Just putting some thoughts down...

sebakerckhof commented 9 years ago

It would only require a change of 2 lines of code to Stratosphere to secure the frontend and syncing of packages. In fact, at first I had done this, but had to disable this because of the way meteor-tool works.

meteor-tool only tries to authenticate before commands that add or change data like meteor publish or meteor publish-release .

Therefore, I cannot secure the synchronization of packages (because meteor-tool does not try to login for this).

The only thing you could do is add your own release track with your own version of meteor-tool. I'd welcome a PR request for this, but I'm not going to write this myself since I just run stratosphere inside a firewall protected area of my company and don't want to maintain my own meteor track.

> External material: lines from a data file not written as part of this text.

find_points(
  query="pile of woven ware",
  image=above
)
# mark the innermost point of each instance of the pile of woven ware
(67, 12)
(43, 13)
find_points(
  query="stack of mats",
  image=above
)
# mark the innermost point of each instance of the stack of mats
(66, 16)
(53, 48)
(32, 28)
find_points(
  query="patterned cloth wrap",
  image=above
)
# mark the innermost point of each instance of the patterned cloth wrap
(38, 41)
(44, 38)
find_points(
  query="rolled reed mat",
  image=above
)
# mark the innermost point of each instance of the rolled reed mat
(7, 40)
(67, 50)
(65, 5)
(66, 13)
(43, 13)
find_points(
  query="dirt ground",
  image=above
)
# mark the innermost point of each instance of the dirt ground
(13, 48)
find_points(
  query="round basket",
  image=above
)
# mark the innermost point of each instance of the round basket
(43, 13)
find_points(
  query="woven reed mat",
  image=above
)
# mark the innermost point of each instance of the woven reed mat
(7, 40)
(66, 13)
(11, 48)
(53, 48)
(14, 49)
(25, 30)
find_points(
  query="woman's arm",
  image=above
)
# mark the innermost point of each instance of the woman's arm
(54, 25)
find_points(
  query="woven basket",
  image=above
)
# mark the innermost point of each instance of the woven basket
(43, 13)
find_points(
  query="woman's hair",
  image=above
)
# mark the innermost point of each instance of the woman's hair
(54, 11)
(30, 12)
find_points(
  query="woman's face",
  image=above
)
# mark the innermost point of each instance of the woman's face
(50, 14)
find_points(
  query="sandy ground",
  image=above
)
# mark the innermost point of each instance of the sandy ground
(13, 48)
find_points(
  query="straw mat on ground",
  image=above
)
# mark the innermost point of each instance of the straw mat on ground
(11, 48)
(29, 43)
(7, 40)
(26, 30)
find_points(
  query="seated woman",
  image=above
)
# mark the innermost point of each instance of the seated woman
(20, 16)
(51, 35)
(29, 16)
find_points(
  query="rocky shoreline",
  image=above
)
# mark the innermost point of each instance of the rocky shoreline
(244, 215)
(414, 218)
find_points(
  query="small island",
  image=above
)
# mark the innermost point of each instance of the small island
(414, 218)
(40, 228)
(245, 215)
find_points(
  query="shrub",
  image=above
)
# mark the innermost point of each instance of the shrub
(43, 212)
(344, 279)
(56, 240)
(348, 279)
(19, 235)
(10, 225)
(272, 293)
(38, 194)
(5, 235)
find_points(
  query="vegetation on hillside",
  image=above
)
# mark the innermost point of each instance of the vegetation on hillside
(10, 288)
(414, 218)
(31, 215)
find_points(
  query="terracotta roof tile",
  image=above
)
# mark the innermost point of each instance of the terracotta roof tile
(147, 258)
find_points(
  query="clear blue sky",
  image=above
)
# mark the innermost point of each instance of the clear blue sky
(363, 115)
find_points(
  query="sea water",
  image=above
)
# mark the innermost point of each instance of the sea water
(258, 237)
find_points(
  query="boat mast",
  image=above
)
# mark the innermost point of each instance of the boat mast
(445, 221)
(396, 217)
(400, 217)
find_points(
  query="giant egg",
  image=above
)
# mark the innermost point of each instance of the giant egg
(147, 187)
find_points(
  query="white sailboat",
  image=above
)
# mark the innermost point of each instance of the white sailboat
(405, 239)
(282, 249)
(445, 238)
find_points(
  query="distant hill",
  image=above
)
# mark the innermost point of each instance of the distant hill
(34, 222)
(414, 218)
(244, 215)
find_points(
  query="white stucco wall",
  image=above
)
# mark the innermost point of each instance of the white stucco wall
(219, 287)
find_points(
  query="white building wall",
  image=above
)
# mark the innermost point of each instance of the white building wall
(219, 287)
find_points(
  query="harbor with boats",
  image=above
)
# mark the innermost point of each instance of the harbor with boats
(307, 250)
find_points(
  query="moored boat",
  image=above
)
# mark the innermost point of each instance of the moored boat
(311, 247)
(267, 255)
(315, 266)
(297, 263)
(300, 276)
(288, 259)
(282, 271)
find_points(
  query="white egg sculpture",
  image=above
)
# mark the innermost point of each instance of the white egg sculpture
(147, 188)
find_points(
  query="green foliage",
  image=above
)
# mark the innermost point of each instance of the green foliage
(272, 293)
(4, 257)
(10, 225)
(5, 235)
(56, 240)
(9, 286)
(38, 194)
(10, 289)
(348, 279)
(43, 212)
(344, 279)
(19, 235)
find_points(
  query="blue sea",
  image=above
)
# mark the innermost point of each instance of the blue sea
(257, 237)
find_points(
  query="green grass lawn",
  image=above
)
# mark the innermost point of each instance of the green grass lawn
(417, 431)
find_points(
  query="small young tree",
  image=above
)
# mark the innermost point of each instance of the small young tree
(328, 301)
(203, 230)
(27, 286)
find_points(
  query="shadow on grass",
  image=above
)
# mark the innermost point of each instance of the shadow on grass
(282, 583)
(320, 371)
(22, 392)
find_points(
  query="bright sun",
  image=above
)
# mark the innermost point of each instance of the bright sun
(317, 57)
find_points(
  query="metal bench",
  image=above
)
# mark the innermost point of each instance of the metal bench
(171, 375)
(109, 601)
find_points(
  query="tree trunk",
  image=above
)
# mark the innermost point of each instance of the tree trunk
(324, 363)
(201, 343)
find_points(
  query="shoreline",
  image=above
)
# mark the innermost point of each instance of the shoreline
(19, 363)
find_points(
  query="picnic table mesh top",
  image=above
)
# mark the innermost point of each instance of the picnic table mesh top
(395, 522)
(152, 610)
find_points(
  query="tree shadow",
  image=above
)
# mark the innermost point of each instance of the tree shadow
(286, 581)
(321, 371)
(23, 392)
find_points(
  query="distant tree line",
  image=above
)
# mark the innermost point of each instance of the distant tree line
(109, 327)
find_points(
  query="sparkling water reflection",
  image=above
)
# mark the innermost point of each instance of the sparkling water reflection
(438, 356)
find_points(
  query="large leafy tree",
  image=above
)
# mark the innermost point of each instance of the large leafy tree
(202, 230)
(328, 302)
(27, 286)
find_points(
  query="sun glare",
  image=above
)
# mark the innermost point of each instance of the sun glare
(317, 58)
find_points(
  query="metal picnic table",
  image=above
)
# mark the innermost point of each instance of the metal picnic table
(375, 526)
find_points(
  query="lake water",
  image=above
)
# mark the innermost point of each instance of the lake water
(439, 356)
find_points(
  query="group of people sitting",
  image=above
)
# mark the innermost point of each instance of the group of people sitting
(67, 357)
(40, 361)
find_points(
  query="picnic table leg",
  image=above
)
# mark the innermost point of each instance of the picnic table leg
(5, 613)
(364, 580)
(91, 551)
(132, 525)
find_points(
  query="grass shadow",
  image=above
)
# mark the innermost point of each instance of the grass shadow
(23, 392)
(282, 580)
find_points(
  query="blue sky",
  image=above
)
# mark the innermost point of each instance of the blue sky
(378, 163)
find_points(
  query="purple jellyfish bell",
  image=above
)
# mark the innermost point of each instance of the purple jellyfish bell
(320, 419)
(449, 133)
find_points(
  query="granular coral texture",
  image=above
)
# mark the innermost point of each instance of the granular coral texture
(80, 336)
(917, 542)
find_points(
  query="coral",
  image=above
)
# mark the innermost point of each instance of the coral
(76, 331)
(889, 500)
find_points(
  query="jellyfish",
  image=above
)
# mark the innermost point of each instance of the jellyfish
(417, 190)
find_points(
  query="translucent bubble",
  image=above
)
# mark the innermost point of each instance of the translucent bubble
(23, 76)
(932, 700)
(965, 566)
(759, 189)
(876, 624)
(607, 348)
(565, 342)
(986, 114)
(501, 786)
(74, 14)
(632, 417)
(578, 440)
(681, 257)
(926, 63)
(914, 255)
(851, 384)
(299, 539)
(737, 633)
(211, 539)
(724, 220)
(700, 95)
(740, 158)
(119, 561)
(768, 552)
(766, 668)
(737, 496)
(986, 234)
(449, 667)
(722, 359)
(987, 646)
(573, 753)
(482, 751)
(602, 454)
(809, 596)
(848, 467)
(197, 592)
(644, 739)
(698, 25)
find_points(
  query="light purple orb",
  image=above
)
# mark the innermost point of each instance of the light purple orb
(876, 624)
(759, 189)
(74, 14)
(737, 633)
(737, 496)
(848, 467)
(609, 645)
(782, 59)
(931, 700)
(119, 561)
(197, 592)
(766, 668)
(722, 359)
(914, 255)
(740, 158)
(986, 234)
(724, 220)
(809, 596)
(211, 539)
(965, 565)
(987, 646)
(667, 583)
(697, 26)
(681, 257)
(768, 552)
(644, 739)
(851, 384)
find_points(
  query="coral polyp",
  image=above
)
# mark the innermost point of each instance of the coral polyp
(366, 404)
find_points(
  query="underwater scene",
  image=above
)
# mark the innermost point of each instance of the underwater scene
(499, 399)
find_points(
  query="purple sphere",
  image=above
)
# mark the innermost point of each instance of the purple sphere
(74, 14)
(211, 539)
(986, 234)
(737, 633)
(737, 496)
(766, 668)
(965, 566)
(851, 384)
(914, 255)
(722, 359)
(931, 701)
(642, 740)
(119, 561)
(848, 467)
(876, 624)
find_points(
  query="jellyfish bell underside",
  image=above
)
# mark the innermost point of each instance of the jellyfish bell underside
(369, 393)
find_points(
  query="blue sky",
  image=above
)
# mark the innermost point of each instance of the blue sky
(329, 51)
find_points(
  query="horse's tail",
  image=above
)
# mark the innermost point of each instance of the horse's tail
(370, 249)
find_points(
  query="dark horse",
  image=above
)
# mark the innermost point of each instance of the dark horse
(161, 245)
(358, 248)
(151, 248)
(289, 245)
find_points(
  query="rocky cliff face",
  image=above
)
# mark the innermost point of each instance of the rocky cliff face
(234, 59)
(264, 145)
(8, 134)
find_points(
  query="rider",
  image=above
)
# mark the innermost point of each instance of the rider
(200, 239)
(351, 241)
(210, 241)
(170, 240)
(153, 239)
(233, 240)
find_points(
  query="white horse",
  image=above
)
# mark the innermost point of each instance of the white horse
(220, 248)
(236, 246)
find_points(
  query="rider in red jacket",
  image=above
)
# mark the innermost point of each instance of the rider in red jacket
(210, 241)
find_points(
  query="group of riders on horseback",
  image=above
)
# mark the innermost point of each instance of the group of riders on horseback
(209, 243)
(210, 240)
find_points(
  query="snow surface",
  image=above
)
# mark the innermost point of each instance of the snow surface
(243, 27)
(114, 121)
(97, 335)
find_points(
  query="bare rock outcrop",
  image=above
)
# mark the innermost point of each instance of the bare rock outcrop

sebakerckhof commented 9 years ago

Btw, the publishing of data can already be secured. by enabling loginRequired and setting a superUser in the settings.json file.

hellogerard commented 9 years ago

It would only require a change of 2 lines of code to Stratosphere to secure the frontend and syncing of packages.

If I understand, the front-end is already close to getting a login screen? That is, it would be easy to simply preventing anyone in the world from navigating to your Stratosphere install URL, and viewing packages, regardless of meteor-tool.

As for meteor-tool, I understand the issue. What I am thinking now would be an npm CLI program (maybe called ozone :smile:) that talks to Stratosphere. It would have handle its own authentication, but delegate to meteor-tool when the time is right. Stratosphere would also need to prevent direct access from meteor-tool via the environment variable.

Sounds like lots of work, for sure. Thoughts?

sebakerckhof commented 9 years ago

If I understand, the front-end is already close to getting a login screen? ...

Exact

What I am thinking now would be an npm CLI program

I think it'd be much easier to run your own version of meteor-tool. All that would be required is an authenticated connection for all package related commands (as is already done for publishing). The problem is that you'd have to maintain this tool and create your own release track and so on, which I don't want / can't commit to.